Net profit fell to NIS 31 million ($8.5 million) from NIS 146 million ($40 million) a year earlier as revenue dropped 27% to NIS 1.144 billion ($310 million), Partner said on Wednesday.
The company was forecast in a Reuters poll of analysts to earn NIS 64 million ($17.5 million) on revenue of NIS 1.174 billion ($320 million).
Israel's mobile phone industry was shaken up last year with the entry of six new operators, sparking a price war – with unlimited calling plans for $25 a month or lower.
"The results for the first quarter of 2013 reflect the continuing impact of the fierce competition in the telecommunications market, as reflected in the significant price erosion and decline in the company's revenues," Partner Chief Executive Haim Romano said in a statement.
Despite the decline in revenue and profit, Partner continues to invest in its assets, he said. Investments in the first quarter totaled NIS 130 million ($35 million), mainly in the advanced cellular network.

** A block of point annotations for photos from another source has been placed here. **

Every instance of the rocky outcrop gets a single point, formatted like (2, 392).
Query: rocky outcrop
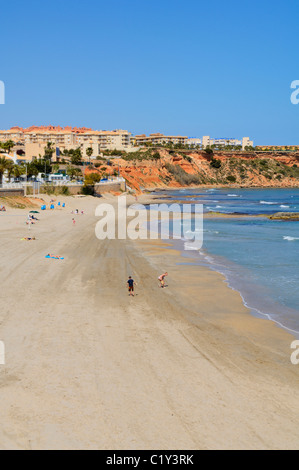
(174, 169)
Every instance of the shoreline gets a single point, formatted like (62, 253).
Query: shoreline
(252, 310)
(88, 367)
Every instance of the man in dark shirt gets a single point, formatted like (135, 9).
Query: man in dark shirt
(131, 284)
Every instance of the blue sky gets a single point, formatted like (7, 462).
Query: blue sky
(189, 67)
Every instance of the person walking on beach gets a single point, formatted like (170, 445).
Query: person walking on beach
(161, 279)
(131, 283)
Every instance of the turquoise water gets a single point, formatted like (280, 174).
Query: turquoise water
(259, 257)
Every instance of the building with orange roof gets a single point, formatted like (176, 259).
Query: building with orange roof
(160, 139)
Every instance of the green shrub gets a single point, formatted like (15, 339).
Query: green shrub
(63, 190)
(231, 179)
(180, 175)
(215, 163)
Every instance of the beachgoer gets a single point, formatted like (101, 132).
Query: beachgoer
(131, 283)
(161, 279)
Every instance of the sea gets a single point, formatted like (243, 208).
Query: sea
(259, 257)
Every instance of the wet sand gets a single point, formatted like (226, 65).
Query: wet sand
(87, 367)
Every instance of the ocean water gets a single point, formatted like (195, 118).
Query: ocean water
(258, 256)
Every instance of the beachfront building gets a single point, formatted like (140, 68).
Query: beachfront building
(35, 138)
(208, 141)
(194, 142)
(159, 139)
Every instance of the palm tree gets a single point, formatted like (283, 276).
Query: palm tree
(10, 168)
(8, 145)
(73, 172)
(49, 150)
(4, 165)
(89, 152)
(18, 171)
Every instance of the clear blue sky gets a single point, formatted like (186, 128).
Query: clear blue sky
(192, 67)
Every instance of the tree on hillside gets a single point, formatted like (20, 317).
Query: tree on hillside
(73, 172)
(4, 166)
(89, 152)
(7, 146)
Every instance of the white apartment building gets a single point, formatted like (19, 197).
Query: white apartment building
(160, 139)
(207, 141)
(194, 142)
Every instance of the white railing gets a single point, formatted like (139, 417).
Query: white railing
(11, 186)
(116, 179)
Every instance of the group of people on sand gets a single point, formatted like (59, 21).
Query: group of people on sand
(131, 283)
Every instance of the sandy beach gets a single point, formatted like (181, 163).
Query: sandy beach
(87, 367)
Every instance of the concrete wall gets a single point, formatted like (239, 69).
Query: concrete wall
(104, 188)
(11, 192)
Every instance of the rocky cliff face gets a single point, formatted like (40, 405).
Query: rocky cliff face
(175, 169)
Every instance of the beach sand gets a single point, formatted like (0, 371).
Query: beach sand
(88, 367)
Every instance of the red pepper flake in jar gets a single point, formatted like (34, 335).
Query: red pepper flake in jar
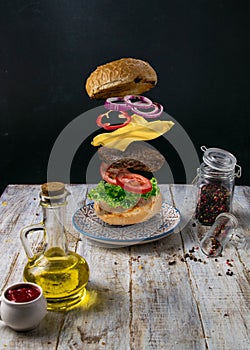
(215, 180)
(213, 199)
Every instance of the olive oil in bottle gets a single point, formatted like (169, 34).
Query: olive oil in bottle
(62, 274)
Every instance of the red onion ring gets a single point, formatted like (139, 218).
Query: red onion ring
(156, 112)
(111, 105)
(143, 102)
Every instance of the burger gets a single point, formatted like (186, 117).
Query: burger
(128, 192)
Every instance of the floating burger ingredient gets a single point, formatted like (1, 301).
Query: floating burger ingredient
(128, 192)
(121, 77)
(138, 129)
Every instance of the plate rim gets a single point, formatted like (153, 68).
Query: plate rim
(116, 242)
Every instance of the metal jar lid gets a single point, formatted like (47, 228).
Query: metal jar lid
(220, 160)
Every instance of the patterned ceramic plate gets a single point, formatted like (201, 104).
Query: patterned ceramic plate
(87, 222)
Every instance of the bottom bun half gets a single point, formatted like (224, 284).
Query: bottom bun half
(143, 211)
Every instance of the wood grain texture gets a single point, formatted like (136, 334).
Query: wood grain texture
(161, 295)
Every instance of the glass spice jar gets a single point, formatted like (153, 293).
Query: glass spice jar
(215, 180)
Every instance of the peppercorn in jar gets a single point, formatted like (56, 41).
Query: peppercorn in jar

The company reduced its operating expenses by 17% in the quarter, reflecting efficiency measures undertaken over the last four quarters, especially the reduction in the workforce of approximately a third.
"The efficiency measures that we are implementing continue; however they are not yet fully reflected in the company's results," Romano said.
Its subscriber base fell 7% from a year earlier to NIS 2.93 million ($800,000).
Cellcom, Israel's biggest mobile phone operator, had reported a 61% drop in first quarter net profit and a 20.6% decline in revenue.
Pelephone, a unit of Bezeq Israel Telecom, earlier reported a 29% drop in quarterly profit and 22.5% fall in revenue.